Prince Paul is one exalted statesman whom you might wind up queuing with at Best Buy. Coming from Long Island — where he had to "work super extra hard to be accepted" — he never let the politics of business lure him to Brooklyn or Los Angeles. And like most of his elite peers (or at least the ones I've interviewed), he's unexpectedly grounded, and more perplexed than bitter about the pinky-ring circus clowning of the new rap establishment.
"Everybody asks me about Drake and Lil Wayne, and I'm not mad at them," says Paul (who brings them up before I get there). "Guys like that are the exception to what's going on now, and I'm not sure if it's based on how great they are or if it's just by default of where the music is at. My son [18-year-old P. Forreal] grew up on KRS, Rakim, and Kane, but at the same time, he gets things out of new music that I would never hear. The other day, he had me listening to Waka Flocka Flame. He didn't think it was lyrical or anything, but he thinks it's mad funny."

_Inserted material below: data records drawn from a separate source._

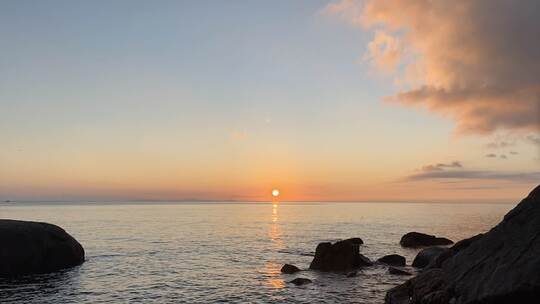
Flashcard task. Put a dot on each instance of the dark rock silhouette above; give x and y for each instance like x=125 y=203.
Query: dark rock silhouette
x=340 y=256
x=288 y=268
x=397 y=271
x=32 y=248
x=501 y=266
x=427 y=255
x=300 y=281
x=417 y=239
x=393 y=259
x=357 y=241
x=352 y=274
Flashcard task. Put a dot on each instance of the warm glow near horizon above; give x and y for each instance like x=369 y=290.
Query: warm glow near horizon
x=101 y=114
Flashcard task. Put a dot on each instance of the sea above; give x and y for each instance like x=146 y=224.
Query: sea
x=193 y=252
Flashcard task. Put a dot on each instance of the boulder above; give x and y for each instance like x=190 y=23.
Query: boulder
x=288 y=268
x=33 y=248
x=397 y=271
x=357 y=241
x=427 y=255
x=340 y=256
x=393 y=259
x=300 y=281
x=498 y=267
x=417 y=239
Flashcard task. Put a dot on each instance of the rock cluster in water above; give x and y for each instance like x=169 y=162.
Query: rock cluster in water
x=417 y=239
x=500 y=266
x=340 y=256
x=34 y=248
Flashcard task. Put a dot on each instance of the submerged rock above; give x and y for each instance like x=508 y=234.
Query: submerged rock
x=300 y=281
x=33 y=248
x=288 y=268
x=393 y=259
x=397 y=271
x=340 y=256
x=427 y=255
x=357 y=241
x=500 y=266
x=352 y=274
x=417 y=239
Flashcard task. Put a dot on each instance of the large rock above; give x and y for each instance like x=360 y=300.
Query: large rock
x=427 y=256
x=340 y=256
x=32 y=248
x=501 y=266
x=393 y=259
x=417 y=239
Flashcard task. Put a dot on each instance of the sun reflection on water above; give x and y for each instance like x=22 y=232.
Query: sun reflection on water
x=272 y=269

Though not known as a hater, Paul did earn a rep for questioning lazy trends while some of his contemporaries updated their wardrobes, switched gears, and recorded embarrassing club jams with skanks half their age. His 2003 polemic, Politics of the Business, makes a mockery of an industry that Paul saw slipping into oblivion. Now, more than a decade after he orchestrated alt-rap landmarks with Stetsasonic, Gravediggaz, and Handsome Boy Modeling School, and dropped celebrated solo-flying storybooks like A Prince Among Thieves, he's once again looking for his place among feebs. Next up is a guest-heavy concept project with P. Forreal called NEGROESONICE (for which they stream a live weekly mix show). After that, who knows? Maybe we'll get a sniff at this rare one-off gig at Good Life, where Paul promises to bring the same philosophy to crowd moving that he does to making records.